We use Nextera to sequence whole mtDNA genomes. We have no mtDNA purification step and get good coverage across the whole genome no worries (not the most efficient way as most of the data is genomic DNA). We have included up to 11 samples of varying species with decent size genomes and recovered all mtDNA genomes.

Thanks JackieBadger! What kind of coverage do you get on the mtDNA genomes? Also, you are using Nextera and not Nextera XT right (although my understanding is that they are pretty similar)?

I think just Nextera...I would have to check with the lab tech. We get a mean coverage of around 10x I think

Okay cool! Is that on the MiSeq or HiSeq?

Hi MicroBio,

We have sequenced many mito genomes using NexteraXT and the MiSeq. They should work well together.

Thanks ScottC!

Scott, are you retrieving whole mtDNA genomes from genomic DNA just by shotgun sequencing or are you doing medium-long range PCRs for mtDNA first?

Hi all,
we sequenced mitochondrial plant genomes using Nextera kit and MiSeq machine.
We also purified the mitochondrial DNA.
The analysis still highlights a great nuclear contamination ( about 80%) and, above all, an odd fragment size distribution.
The insert size distribution isn't Gaussian, the higher point is about 280nts while the library size was about 860 bp.

Has anyone sequenced mitochondrial plant genomes( 450 kbp), from purified sample, with Nextera kit?

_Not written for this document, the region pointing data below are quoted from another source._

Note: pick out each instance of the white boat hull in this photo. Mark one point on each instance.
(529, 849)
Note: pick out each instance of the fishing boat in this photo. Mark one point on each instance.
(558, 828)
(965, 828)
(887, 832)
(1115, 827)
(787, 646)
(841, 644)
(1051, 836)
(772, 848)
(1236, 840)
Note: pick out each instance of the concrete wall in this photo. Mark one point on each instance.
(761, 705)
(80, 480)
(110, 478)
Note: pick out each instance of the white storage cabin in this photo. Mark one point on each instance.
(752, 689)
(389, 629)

Nuclear contamination is indicator of purification method efficiency. The fragment size distribution for Nextera library prep methods is wide (100-2000 bp) without post-PCR clean up. The peak will also look different depending on the instrument and type of Chip used. For instance, using DNA 1000 Chip is less likely to reveal the whole distribution range of fragments or the real peak. If you are using MiSeq long reads (2x250 or 2x300 cycles) it would be better to clean PCR product with 0.5 x beads to remove majority of smaller fragments (<500 bp) to better utilise the long reads. A peak of 280 nts insert for your sequenced fragments in comparison with input library peak of 860 indicates that post-PCR clean-up was not stringent and lots of smaller fragments were carried over. Because smaller fragments are more efficient in cluster formation there is a large shift in fragment size of reads in comparison to input.

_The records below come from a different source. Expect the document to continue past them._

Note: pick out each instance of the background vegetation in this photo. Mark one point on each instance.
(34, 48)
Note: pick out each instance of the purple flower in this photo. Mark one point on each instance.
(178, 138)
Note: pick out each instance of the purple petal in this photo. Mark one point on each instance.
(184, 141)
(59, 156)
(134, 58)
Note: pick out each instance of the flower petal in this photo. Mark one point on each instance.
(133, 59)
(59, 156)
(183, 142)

If mitochondrial genome can be purified effectively with less of genomic DNA, Nextera XT with 1<= ng of input would provide better results.

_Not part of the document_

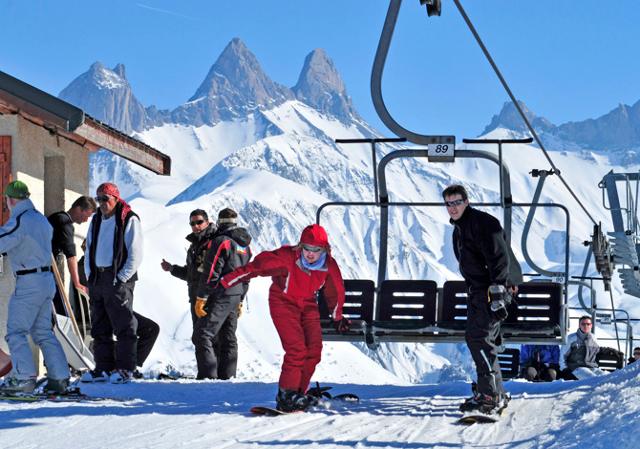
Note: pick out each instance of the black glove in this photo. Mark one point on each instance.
(342, 325)
(499, 300)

Thanks a lot for suggestions.
Comparing the insert-size distributions after nuclear and mitochondrial alignment, we identify the subset of reads which preferentially aligns the mitochondrial reference. This subset has size > 500bp.
Probably we have to better clean the PCR product with the beads concentration which you suggest.

Hi! concitacantarella,
I have tried NEB's NEBNext Microbiome DNA Enrichment Kit. It also enriches for mitochondrial DNA since methylation is very low or absent in mito genome.